Cuenta la leyenda que en las empresas, aparece ocasionalmente una persona que interacciona con diversos departamentos con resultados divers...

sábado, 4 de abril de 2009

El cliente no me llama.

Cuando descubrimos una empresa que no conocíamos y es cliente potencial todos ponemos expectativas en juego. Es posible que durante la visita ambas partes expresen sus posiciones y ambas pretendan lo mismo: una relación comercial. Sin embargo siempre hay factores de duda: las formas de pago, la historia del cliente con la competencia, las motivaciones reales de su interés por nuestro producto o servicio, etc. También nos podemos encontrar que el cliente potencial solo quiere información actualizada de nuestro producto junto con nuestras reflexiones de la situación del mercado.

Por ello es interesante que los primeros movimientos sean de prudencia, que no aceptemos en nuestro interior la perspectiva de la venta y estemos vigilantes hacia “donde nos lleva” el cliente.

Es natural que traslademos la ilusión por la posible venta a nuestro director comercial o gerente, explicándoles los avances y las perspectivas.

En ocasiones, una vez puestas las cartas boca arriba, ofertas, mails, catálogos, documentación, el cliente nos dice: Me lo miro y te llamo. Nosotros en nuestro interior sabemos que que es muy probable que no lo haga.


Sabemos que las prisas son malas aliadas para la venta, del mismo modo que no podemos quedarnos esperando mirando el teléfono por si al cliente le da por llamar tampoco podemos perseguirlo constantemente y sin embargo tenemos que conseguir que tome una decisión, nos la comunique y si es posible que esa decisión nos convenga.

Busquemos pues una entrevista de conclusiones:

  • No importa si el cliente llama o no llama, lo mejor es ser directo y pedir una reunión para “repasar la oferta” y cerrar la venta, no inventemos pretextos para la visita, nada de “pasaba por aquí”, “venia a ver que tal va” ni convencionalismos de ninguna clase.
  • Si el cliente no quiere que se produzca un encuentro, hay que cortar por lo sano y no obsesionarse con alguien que no está interesado.

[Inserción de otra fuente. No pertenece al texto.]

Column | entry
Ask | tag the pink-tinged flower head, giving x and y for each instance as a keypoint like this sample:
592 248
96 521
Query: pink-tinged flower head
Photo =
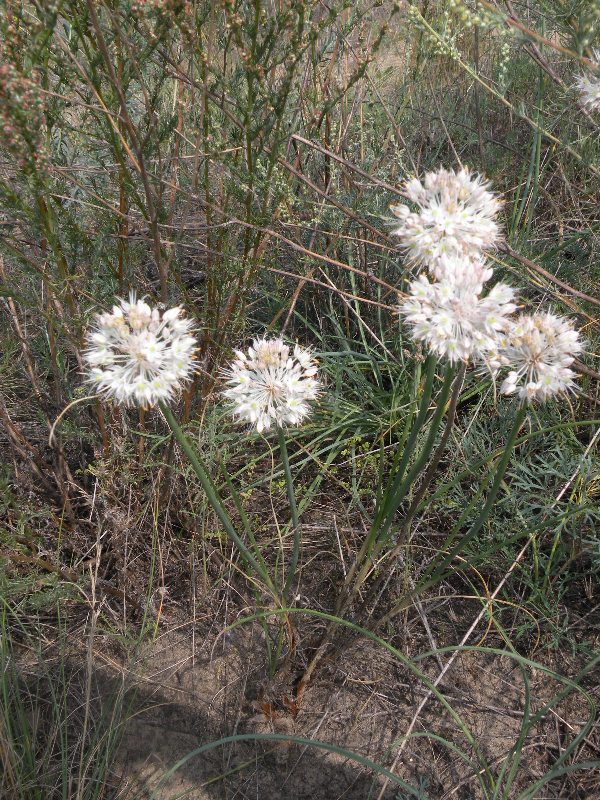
454 225
588 86
138 355
271 384
456 322
540 349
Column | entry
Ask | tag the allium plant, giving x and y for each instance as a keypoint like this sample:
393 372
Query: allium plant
541 348
138 355
271 385
454 225
449 313
454 321
588 85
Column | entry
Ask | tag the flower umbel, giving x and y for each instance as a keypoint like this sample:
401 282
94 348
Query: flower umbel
455 321
270 385
455 223
540 348
589 86
138 355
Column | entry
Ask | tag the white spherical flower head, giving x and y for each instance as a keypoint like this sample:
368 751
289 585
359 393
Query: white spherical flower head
455 222
272 385
138 356
588 86
540 349
456 322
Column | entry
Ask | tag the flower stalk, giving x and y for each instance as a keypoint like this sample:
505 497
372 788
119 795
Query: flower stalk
214 499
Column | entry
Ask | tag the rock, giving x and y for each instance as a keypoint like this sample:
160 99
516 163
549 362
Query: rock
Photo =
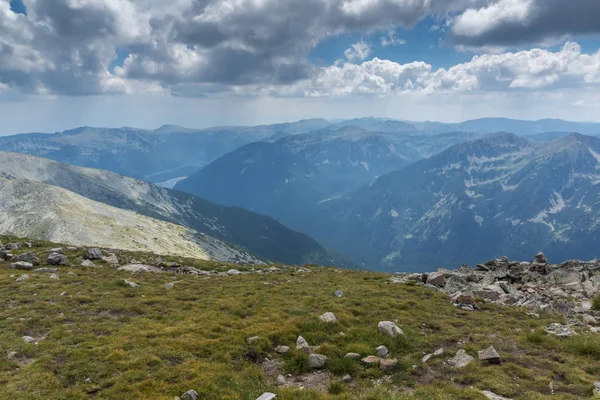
436 279
493 396
316 361
252 339
93 254
281 380
267 396
370 360
560 330
541 258
132 284
87 264
28 257
45 270
22 265
328 317
302 344
57 259
282 349
388 365
382 351
388 328
189 395
490 355
460 360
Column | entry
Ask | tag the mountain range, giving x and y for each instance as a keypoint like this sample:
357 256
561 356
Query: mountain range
255 233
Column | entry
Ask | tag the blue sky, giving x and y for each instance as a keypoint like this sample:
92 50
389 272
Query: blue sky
213 62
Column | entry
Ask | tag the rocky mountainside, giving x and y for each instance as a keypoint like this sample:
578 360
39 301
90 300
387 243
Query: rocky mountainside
287 178
39 211
258 234
153 155
500 195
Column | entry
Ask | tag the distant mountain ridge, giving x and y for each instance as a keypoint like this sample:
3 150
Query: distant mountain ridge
258 234
499 195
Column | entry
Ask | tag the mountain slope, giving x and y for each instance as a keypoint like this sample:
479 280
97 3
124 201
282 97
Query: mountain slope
45 212
259 234
501 195
287 178
159 155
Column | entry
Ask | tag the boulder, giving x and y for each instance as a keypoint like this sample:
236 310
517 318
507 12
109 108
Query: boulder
388 328
316 361
56 259
22 265
328 317
460 360
28 257
489 355
93 254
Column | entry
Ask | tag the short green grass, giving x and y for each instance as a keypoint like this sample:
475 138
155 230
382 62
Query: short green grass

Si da evasivas, tenemos que conseguir la cita o que nos diga claramente que no quiere el encuentro.
  • Si el cliente nos dice que el llamara para darnos una fecha, forcemosle a decirle cuando nos llamara y si no lo hace, le llamaremos nosotros. Si sabe que le llamaremos nos dará la cita.

Un gran error de algunos comerciales es visitar sistemáticamente a clientes que no nos compran o que no quieren comprarnos, solo perdemos el tiempo. Por ello es necesario que, una vez localizado un posible cliente, intentemos cerrarlo, buscar una venta aunque sea mínima que nos permita ir introduciéndonos, pero si el cliente no nos permite cerrar el tema, lo mejor es olvidarnos de el y relegarlo a esas visitas rutinarias esporádicas que nos permitirán mantenernos “vivos” y esperar la oportunidad de ofertar en otro momento repitiendo el ciclo:

Presentación, argumentación, oferta y cierre.